La fine si stava avvicinando a loro. Non due mesi dopo che gli Stati Uniti hanno invaso l'Afghanistan nel 2001, la roccaforte talebana di Kandahar stava per cadere nelle mani dei suoi antagonisti dell'Alleanza del Nord.

Il leader talebano, il mullah Mohammed Omar, ha ordinato alle sue forze in città di cogliere 'la migliore opportunità per ottenere il martirio'. Ma dopo una settimana hanno acconsentito alla loro nuova realtà. Si offrirono di arrendersi a Kandahar e di smobilitare, relegando il loro governo quinquennale in alcune zone settentrionali e orientali dove i combattimenti continuavano. 'Penso che dovremmo tornare a casa', ha annunciato il 7 dicembre il mullah Abdul Salam Zaeef, il portavoce dei talebani.
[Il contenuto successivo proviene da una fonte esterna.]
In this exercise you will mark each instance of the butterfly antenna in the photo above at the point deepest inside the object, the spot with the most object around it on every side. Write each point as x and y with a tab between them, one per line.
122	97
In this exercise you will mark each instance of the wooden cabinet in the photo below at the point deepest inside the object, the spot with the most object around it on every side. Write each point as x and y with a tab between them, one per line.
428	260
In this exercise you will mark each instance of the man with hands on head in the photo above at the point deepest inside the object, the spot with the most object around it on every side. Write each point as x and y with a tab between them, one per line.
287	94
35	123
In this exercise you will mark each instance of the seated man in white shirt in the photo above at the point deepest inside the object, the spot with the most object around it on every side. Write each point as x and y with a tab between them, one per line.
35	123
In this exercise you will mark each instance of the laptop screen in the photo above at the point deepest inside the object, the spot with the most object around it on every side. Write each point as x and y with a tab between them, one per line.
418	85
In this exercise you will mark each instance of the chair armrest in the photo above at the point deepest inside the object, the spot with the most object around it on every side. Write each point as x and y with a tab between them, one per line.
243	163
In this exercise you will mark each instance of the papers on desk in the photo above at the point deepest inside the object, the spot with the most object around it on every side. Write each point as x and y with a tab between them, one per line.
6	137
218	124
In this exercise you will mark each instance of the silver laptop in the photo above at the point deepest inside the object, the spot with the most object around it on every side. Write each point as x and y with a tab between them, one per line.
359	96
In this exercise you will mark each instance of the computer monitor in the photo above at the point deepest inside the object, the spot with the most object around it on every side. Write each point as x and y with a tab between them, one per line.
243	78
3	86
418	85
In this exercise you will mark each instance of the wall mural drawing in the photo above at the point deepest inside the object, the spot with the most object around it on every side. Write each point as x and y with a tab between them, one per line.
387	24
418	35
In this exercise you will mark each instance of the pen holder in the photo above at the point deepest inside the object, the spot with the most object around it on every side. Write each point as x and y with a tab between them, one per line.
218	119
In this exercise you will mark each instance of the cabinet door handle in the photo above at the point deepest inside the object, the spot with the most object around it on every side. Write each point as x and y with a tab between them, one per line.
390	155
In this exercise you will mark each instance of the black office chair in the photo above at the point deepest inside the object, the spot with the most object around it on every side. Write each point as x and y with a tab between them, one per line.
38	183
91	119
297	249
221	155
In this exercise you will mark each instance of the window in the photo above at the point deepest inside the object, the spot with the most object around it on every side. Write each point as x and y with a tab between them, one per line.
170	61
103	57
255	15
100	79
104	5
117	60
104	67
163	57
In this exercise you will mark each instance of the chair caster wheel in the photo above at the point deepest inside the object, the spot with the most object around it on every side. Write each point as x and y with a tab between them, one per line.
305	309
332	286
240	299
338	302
Avevano una condizione. Omar dovette rimanere a Kandahar, anche se sotto una supervisione reciprocamente accettabile. Hamid Karzai, capo del nuovo governo afghano sostenuto a livello internazionale, era aperto a questo, a condizione che Omar 'prendesse le distanze completamente dal terrorismo'. Interrogato dall'Associated Press sui termini della quasi prigionia di Omar, il nuovo leader ha affermato che si trattava di 'dettagli che dobbiamo ancora elaborare'.

I mecenati americani di Karzai avevano altre idee. 'Non credo che ci sarà una fine negoziata della situazione che è inaccettabile per gli Stati Uniti', ha affermato Donald Rumsfeld, segretario alla Difesa degli Stati Uniti.

Poteva Omar vivere, come aveva implorato il suo portavoce, “con dignità”?

'La risposta è no', Rumsfeld disse al Pentagono. 'Non sarebbe coerente con quello che ho detto.'


Nessuno saprà mai cosa sarebbe successo se Rumsfeld e l'amministrazione di George W. Bush avessero permesso a Karzai e Omar di elaborare un accordo: se avrebbe resistito, se i talebani avrebbero davvero rotto con al Qaeda, se l'Afghanistan avrebbe pace conosciuta. Ma c'è una brutale certezza su quello che è successo invece: 2.298 membri dei servizi statunitensi morti e almeno 43.000 afgani morti in una guerra gli Stati Uniti hanno combattuto per una generazione piuttosto che ammettere di non poter vincere.

'L'amministrazione Trump, nel suo atto di politica estera di gran lunga più lodevole, è sull'orlo di un accordo di pace con i talebani'.

L'amministrazione Trump, nel suo atto di politica estera di gran lunga più lodevole, è sull'orlo di un accordo di pace con i talebani. Dettagli ufficiali sugli Stati Uniti-talebani affare , verosimilmente firmati sabato, sono scarsi. Nulla di ciò che segue è certo, nemmeno se auspichi la fine della guerra: il segretario alla Difesa Mark Esper ha detto la scorsa settimana che gli Stati Uniti prevedono di ridurre a 8.600 soldati, intorno ai livelli di forza ereditati dall'amministrazione Obama, mentre i talebani insistere che gli Stati Uniti devono ritirarsi completamente. Trattative difficili attendono un governo afghano che è profondamente diviso internamente e che è stato coinvolto in questi colloqui di pace con riluttanza.

Qualunque cosa emerga, Trump, a suo merito e per la vergogna di quei critici di Trump che si considerano amministratori più responsabili della politica estera degli Stati Uniti, ha infranto la codardia politica americana per generazioni che ha inibito i negoziati per la fine della guerra.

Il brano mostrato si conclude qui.